Let's face it - I've always been an outsider.  I may be talking to you at the peace rally, or the next pro-Bush rally and the two of us are getting along and you might even think I believe whatever you are after is totally the way to go - but the odds are that I'm trying to figure out what the best angle is to photograph you from, or where the light is or what the background is.  If I have the camera and am in "working mode" that's what I'm doing.

But even if I believed in whatever the marches are about, I'm simply not a joiner.  I don't even like chanting slogans.  When everyone is chanting: "Hey, hey, ho, ho, Bush and Cheney gotta go" I'm slightly, no more than slightly embarrassed by it.  Even if the sentiment is something I agree with -- I wonder what that is.  Group behavior, rather then making me feel like I'm part of some great movement, makes me wonder whether I'm part of some mindless movement.  Man, if you really want to get down to it, groups of any kind are just plain dangerous because they usually ask you to leave your brain, and often your ethics at the door.  Not all groups.  But lots of 'em.

My father tried so hard, bless his joiner heart, to get me to join some group when I was in high school and even later in the local college.  Why don't you join the local photography group; the local socialist workers group; even the Republicans.  I don't care.  Just join something.  Be a part of the community. 

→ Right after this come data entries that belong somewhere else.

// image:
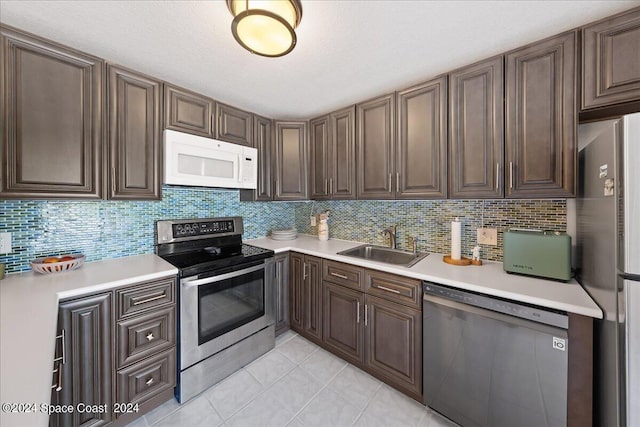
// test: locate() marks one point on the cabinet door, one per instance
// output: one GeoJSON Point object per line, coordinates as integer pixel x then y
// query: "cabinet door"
{"type": "Point", "coordinates": [421, 148]}
{"type": "Point", "coordinates": [234, 125]}
{"type": "Point", "coordinates": [342, 166]}
{"type": "Point", "coordinates": [319, 141]}
{"type": "Point", "coordinates": [313, 299]}
{"type": "Point", "coordinates": [51, 119]}
{"type": "Point", "coordinates": [291, 161]}
{"type": "Point", "coordinates": [343, 325]}
{"type": "Point", "coordinates": [394, 344]}
{"type": "Point", "coordinates": [541, 119]}
{"type": "Point", "coordinates": [262, 140]}
{"type": "Point", "coordinates": [611, 60]}
{"type": "Point", "coordinates": [135, 141]}
{"type": "Point", "coordinates": [476, 123]}
{"type": "Point", "coordinates": [282, 292]}
{"type": "Point", "coordinates": [188, 111]}
{"type": "Point", "coordinates": [297, 270]}
{"type": "Point", "coordinates": [87, 373]}
{"type": "Point", "coordinates": [375, 142]}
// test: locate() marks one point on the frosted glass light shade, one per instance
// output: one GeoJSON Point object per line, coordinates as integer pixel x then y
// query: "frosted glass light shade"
{"type": "Point", "coordinates": [265, 27]}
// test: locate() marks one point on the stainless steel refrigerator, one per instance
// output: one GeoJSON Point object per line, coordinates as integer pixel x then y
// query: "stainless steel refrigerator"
{"type": "Point", "coordinates": [608, 258]}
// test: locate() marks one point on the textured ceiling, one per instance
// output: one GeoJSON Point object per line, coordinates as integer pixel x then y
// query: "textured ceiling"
{"type": "Point", "coordinates": [347, 51]}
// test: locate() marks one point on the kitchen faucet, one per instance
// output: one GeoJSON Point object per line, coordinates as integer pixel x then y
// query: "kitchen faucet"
{"type": "Point", "coordinates": [391, 231]}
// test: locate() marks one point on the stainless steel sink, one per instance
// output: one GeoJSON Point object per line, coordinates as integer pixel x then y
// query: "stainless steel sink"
{"type": "Point", "coordinates": [383, 254]}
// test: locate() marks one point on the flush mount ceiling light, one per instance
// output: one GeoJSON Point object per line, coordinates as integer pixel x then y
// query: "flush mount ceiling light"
{"type": "Point", "coordinates": [265, 27]}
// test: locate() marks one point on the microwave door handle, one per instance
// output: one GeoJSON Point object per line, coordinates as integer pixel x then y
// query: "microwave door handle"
{"type": "Point", "coordinates": [198, 282]}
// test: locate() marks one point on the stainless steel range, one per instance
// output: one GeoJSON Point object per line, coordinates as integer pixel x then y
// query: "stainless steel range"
{"type": "Point", "coordinates": [226, 299]}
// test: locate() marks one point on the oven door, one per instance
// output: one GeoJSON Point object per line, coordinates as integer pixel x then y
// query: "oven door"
{"type": "Point", "coordinates": [219, 311]}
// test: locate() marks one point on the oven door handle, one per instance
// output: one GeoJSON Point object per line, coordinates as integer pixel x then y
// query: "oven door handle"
{"type": "Point", "coordinates": [190, 282]}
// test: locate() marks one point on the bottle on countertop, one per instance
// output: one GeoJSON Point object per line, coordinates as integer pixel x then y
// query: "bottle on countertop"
{"type": "Point", "coordinates": [323, 226]}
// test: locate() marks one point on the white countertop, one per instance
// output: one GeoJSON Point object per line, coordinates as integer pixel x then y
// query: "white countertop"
{"type": "Point", "coordinates": [28, 323]}
{"type": "Point", "coordinates": [488, 278]}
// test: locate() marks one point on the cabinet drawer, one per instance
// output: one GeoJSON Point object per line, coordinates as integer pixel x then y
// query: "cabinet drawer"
{"type": "Point", "coordinates": [142, 336]}
{"type": "Point", "coordinates": [399, 289]}
{"type": "Point", "coordinates": [146, 379]}
{"type": "Point", "coordinates": [342, 274]}
{"type": "Point", "coordinates": [145, 296]}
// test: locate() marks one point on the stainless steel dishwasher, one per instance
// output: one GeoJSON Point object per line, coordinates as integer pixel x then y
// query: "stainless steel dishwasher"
{"type": "Point", "coordinates": [493, 362]}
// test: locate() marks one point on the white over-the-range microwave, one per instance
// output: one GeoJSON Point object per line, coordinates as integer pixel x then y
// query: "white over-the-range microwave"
{"type": "Point", "coordinates": [205, 162]}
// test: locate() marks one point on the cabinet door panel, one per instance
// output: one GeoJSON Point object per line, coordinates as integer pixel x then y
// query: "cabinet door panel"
{"type": "Point", "coordinates": [342, 177]}
{"type": "Point", "coordinates": [611, 62]}
{"type": "Point", "coordinates": [313, 299]}
{"type": "Point", "coordinates": [342, 328]}
{"type": "Point", "coordinates": [134, 135]}
{"type": "Point", "coordinates": [234, 125]}
{"type": "Point", "coordinates": [476, 123]}
{"type": "Point", "coordinates": [51, 114]}
{"type": "Point", "coordinates": [282, 292]}
{"type": "Point", "coordinates": [394, 344]}
{"type": "Point", "coordinates": [188, 111]}
{"type": "Point", "coordinates": [296, 286]}
{"type": "Point", "coordinates": [541, 119]}
{"type": "Point", "coordinates": [87, 375]}
{"type": "Point", "coordinates": [421, 153]}
{"type": "Point", "coordinates": [375, 140]}
{"type": "Point", "coordinates": [291, 161]}
{"type": "Point", "coordinates": [320, 157]}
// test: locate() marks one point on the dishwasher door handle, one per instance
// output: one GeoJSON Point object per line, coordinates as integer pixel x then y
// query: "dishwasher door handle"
{"type": "Point", "coordinates": [516, 321]}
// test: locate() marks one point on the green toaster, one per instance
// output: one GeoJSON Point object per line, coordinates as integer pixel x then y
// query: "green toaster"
{"type": "Point", "coordinates": [538, 253]}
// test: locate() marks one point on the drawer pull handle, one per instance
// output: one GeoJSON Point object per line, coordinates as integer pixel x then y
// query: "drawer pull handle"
{"type": "Point", "coordinates": [144, 301]}
{"type": "Point", "coordinates": [389, 290]}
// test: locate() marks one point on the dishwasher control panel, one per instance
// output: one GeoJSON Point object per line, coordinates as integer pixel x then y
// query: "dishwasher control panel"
{"type": "Point", "coordinates": [512, 308]}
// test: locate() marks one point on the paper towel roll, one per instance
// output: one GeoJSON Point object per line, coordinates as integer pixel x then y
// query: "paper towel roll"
{"type": "Point", "coordinates": [456, 238]}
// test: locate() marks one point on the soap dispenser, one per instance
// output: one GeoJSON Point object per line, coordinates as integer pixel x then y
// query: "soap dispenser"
{"type": "Point", "coordinates": [323, 226]}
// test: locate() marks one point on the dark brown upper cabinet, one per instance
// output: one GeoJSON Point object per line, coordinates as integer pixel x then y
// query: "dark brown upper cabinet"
{"type": "Point", "coordinates": [611, 60]}
{"type": "Point", "coordinates": [51, 113]}
{"type": "Point", "coordinates": [342, 179]}
{"type": "Point", "coordinates": [291, 166]}
{"type": "Point", "coordinates": [421, 147]}
{"type": "Point", "coordinates": [375, 146]}
{"type": "Point", "coordinates": [263, 141]}
{"type": "Point", "coordinates": [541, 117]}
{"type": "Point", "coordinates": [476, 130]}
{"type": "Point", "coordinates": [234, 125]}
{"type": "Point", "coordinates": [332, 141]}
{"type": "Point", "coordinates": [188, 111]}
{"type": "Point", "coordinates": [135, 135]}
{"type": "Point", "coordinates": [319, 141]}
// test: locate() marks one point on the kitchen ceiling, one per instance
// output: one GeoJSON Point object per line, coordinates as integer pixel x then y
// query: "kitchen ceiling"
{"type": "Point", "coordinates": [347, 51]}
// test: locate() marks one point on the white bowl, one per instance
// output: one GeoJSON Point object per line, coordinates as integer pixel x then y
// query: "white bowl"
{"type": "Point", "coordinates": [40, 266]}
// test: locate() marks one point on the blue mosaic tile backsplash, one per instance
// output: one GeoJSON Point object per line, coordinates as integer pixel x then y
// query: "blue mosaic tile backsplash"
{"type": "Point", "coordinates": [430, 221]}
{"type": "Point", "coordinates": [113, 229]}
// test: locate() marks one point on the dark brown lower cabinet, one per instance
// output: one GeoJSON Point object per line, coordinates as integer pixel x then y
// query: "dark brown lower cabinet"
{"type": "Point", "coordinates": [305, 296]}
{"type": "Point", "coordinates": [394, 344]}
{"type": "Point", "coordinates": [282, 293]}
{"type": "Point", "coordinates": [121, 364]}
{"type": "Point", "coordinates": [343, 323]}
{"type": "Point", "coordinates": [87, 371]}
{"type": "Point", "coordinates": [382, 335]}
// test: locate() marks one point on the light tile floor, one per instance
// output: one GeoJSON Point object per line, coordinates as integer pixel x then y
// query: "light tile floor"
{"type": "Point", "coordinates": [296, 384]}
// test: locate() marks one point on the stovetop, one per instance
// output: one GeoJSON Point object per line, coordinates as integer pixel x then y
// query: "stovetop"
{"type": "Point", "coordinates": [209, 259]}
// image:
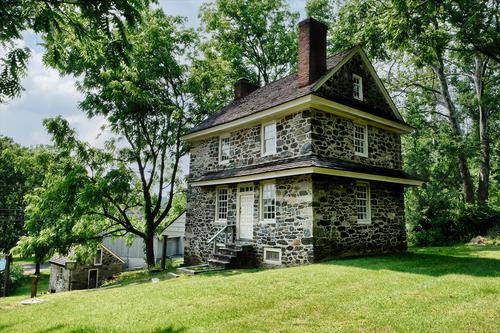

Well, that's not surprising since dad was a social worker and very much the joiner.  Still is.  Well, finally I did make him happy.  One of my philosophy teachers at college said he was organizing an anarchists group.  And there was this girl that I was in love with, although looking back on it now, I guess you'd call it an infatuation since we had never spoken; and thinking back even more it is possible that I was in love with a certain flimsy sweater she wore, but enough of that.   She joined.  And when hands went up for anarchists, I looked at her in that sweater and I joined too.

And so the local chapter of the anarchists were formed.  During the first meeting, at the home of my philosophy teacher, the subject of "rules" was broached.  It was decided that we would have no rules.  No minutes of any meetings.  And that, being the anarchists that we were, we would not have any regular meetings.  In fact, looking back, I'm guessing that we may have confused anarchy with chaos -- because that was the first and only meeting of the anarchy club and one of my few ventures in joining.

Oh, the girl in the sweater - she joined up with my professor for a while - and there was a big scandel about it which is saying a lot for the early seventies and this professor had a big part in my life as well as for some reason he recommended that I study a particular branch of philosophy at the Buffalo -- and that began a long and miserable two years in that blemish of a city (no offense if you are a Buffalonian).